Tony Pigg, a silky-voiced disc jockey who rode high during FM radio’s golden era — first supplying extended jams to the psychedelic underground on the seminal San Francisco radio station KSAN in the 1960s and later at the powerhouse rock station WPLJ in New York — died on April 26 at his home in Manhattan. He was 85.
His death was announced by his wife, Lucinda Scala Quinn.
Howard Stern recently said on his SiriusXM satellite radio show that he was enamored with Mr. Pigg’s work when he was growing up on Long Island.
“He was one of those guys I was really jealous of,” Mr. Stern said. “When I was growing up I was like, ‘I want to be on the radio, but I don’t have a voice like Tony Pigg.’”

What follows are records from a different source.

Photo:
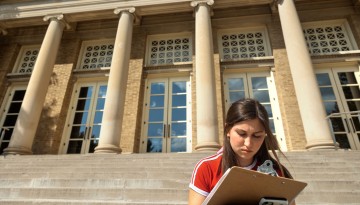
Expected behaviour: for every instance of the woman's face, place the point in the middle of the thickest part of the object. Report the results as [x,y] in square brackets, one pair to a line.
[246,138]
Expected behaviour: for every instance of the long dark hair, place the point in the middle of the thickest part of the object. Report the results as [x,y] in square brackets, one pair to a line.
[249,109]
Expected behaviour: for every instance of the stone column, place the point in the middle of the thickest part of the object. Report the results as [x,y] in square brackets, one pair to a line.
[206,106]
[317,130]
[115,98]
[28,119]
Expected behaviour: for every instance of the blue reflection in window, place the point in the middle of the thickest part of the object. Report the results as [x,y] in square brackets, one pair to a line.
[157,88]
[98,117]
[178,114]
[331,107]
[236,84]
[80,118]
[157,101]
[95,133]
[178,129]
[327,93]
[156,115]
[102,91]
[100,104]
[83,104]
[179,87]
[178,145]
[178,100]
[323,79]
[85,92]
[261,95]
[259,83]
[155,130]
[154,145]
[234,96]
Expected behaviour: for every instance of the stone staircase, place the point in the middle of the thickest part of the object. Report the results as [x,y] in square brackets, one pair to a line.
[333,177]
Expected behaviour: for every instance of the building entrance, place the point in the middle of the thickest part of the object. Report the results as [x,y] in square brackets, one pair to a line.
[340,91]
[167,115]
[85,118]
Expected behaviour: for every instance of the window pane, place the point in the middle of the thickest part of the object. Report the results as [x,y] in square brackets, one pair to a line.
[157,101]
[327,94]
[98,117]
[156,115]
[323,79]
[234,96]
[100,104]
[154,145]
[78,132]
[179,87]
[157,88]
[10,120]
[178,145]
[15,107]
[102,91]
[259,83]
[178,114]
[178,129]
[331,107]
[178,100]
[83,105]
[80,118]
[261,95]
[155,130]
[19,95]
[236,84]
[85,92]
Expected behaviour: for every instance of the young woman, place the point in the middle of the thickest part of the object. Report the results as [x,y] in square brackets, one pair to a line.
[246,143]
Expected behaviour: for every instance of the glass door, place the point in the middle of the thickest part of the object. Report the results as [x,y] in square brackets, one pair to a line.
[10,114]
[167,116]
[259,86]
[84,123]
[340,92]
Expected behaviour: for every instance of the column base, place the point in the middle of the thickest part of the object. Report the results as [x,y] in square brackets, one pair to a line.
[17,150]
[316,145]
[207,147]
[106,149]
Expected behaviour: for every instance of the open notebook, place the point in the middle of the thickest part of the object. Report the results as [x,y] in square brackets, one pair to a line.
[241,186]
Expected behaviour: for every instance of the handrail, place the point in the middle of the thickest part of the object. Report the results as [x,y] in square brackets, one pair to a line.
[341,113]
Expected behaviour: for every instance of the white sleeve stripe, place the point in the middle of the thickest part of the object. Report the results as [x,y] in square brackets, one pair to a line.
[197,190]
[199,164]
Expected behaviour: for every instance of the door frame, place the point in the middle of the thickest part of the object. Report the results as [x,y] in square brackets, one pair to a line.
[145,116]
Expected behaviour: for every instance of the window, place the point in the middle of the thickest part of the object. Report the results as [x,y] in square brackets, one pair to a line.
[26,59]
[169,50]
[328,38]
[96,55]
[243,44]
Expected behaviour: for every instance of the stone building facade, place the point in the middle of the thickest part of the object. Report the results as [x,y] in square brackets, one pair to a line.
[158,76]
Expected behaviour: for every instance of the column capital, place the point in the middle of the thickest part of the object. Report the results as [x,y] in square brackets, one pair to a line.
[199,2]
[57,17]
[131,10]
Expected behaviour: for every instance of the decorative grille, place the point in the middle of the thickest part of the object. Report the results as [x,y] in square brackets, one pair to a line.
[172,50]
[27,60]
[243,45]
[96,55]
[328,39]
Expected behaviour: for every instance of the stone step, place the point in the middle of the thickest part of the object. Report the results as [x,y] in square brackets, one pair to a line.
[89,183]
[117,194]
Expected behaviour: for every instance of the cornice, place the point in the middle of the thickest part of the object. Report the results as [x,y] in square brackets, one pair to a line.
[29,13]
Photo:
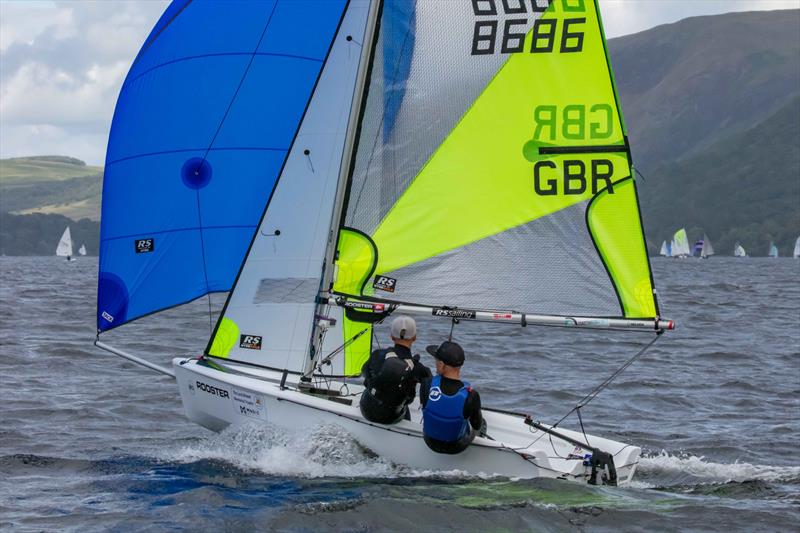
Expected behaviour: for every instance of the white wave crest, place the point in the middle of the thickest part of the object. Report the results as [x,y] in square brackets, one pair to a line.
[328,451]
[664,463]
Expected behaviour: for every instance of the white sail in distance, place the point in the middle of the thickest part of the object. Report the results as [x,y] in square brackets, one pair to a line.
[680,244]
[707,249]
[773,250]
[64,248]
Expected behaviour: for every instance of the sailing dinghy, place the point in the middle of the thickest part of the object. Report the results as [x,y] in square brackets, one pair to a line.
[773,250]
[332,163]
[680,244]
[706,250]
[64,247]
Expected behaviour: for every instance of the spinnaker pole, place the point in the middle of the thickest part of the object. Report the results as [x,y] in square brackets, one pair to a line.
[507,317]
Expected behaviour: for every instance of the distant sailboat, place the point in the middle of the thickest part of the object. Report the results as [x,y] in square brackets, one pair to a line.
[773,250]
[680,244]
[64,248]
[706,250]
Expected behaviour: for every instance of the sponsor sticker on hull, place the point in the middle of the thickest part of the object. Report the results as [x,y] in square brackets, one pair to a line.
[249,404]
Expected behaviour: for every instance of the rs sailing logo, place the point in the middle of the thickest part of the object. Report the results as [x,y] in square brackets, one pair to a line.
[251,342]
[144,246]
[384,283]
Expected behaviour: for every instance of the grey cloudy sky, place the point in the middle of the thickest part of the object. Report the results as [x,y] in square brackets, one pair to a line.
[62,62]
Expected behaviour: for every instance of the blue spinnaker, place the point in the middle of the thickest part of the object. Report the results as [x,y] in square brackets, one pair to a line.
[201,130]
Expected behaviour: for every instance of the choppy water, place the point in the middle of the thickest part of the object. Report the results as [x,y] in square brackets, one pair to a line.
[89,442]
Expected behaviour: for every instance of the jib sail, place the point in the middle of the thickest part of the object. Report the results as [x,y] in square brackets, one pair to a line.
[203,126]
[492,168]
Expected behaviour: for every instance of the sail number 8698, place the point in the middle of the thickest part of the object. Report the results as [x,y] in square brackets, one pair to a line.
[510,37]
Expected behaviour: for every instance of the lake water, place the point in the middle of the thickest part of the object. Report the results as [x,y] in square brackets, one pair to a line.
[90,442]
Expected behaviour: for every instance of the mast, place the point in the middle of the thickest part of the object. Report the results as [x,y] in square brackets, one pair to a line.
[345,169]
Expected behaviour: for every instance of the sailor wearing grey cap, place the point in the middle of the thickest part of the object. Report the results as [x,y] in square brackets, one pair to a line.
[391,376]
[451,408]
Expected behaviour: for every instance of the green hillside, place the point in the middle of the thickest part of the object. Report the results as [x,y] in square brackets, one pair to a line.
[745,188]
[27,170]
[50,184]
[38,234]
[711,105]
[687,85]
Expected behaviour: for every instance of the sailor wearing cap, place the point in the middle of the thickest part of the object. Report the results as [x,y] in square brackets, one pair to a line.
[451,409]
[391,376]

Jim Kerr, another mainstay of the once-dominant WPLJ, said in a statement: “The warmth and wit of Tony Pigg entertained an entire generation of New York radio listeners. His talent was a major reason why in the 1970s, WPLJ became the most-listened-to FM station in America and is so fondly remembered today.”
Mr. Pigg’s deep, sonorous voice was also a staple of television. For three decades he was the announcer for the long-running New York-based live morning show originally co-hosted by Regis Philbin, which has evolved into “Live With Kelly and Mark,” now starring Kelly Ripa and Mark Consuelos.
Tony Pigg was born Richard Joseph Quinn on April 11, 1939, in Sacramento to Philomena (Cantisano) Quinn, a court stenographer, and Joseph Quinn, a corrections officer and milkman. He studied art under the painter Wayne Thiebaud at California State University, Sacramento, and served a stint in the Army before deciding to pursue a career in radio.
He dropped out of college to get his radio license and, after honing his craft at stations in Winslow, Ariz., and his hometown, landed at KSAN, a soundtrack of San Francisco’s Haight-Ashbury scene. It was there that his original “nom de disc,” as he called it — Tony (after a favorite uncle) Bigg (because he was 6-foot-4) — morphed into “Tony Pigg” after a colleague garbled “Bigg” during a meeting.
“It was funny, so I kept it,” he said in a 1983 interview with The Daily Item of Port Chester, N.Y. “Even though it was funny for about a week.”
The station was not a place where people got hung up on particulars. “We were a bunch of hippies — longhaired freaks,” he told The Daily News of New York in 1989.
Eschewing Top 40 playlists and breathless D.J. banter for deep album cuts and anti-establishment satire, KSAN served as a cradle for local bands like Jefferson Airplane, Santana and the Grateful Dead.
Mr. Pigg was particularly close to the Dead, whom he knew through his friend Owsley Stanley, who helped finance the band as well as warp their perceptions, thanks to the fabled LSD he produced.
In 1970, Mr. Pigg moved to New York to join WABC-FM, which soon became WPLJ. A staple of the metropolitan airwaves, it helped pioneer the album-oriented rock format, which focused on popular tracks from heavyweights like the Beatles, Led Zeppelin, the Rolling Stones and David Bowie — basically classic rock before it was “classic.”
He spent more than a decade at the station, which now has a Christian contemporary format. He later manned the microphones at the New York stations WXRK (known as K-Rock) and WNEW-FM.
In addition to his wife, he is survived by two children from a previous marriage, Mark and Lisa Quinn; three other sons, Calder, Miles and Luca Quinn; and a granddaughter.
Listeners over the years hailed Mr. Pigg for his unflappable on-air persona, a manner both warm and cool. In the words of The Daily News, he could “convincingly juggle ‘Mr. Wild, Crazy and Irreverent’ with ‘Mr. Committed Citizen.’”
He had plenty to say, but he measured out his on-air commentary in carefully calibrated doses.
“My own personal theory is just shut up and play the music,” he told The Daily Item. “If I can enhance the music by succinct phrases or inflections, that is really the ultimate craft in jockdom.”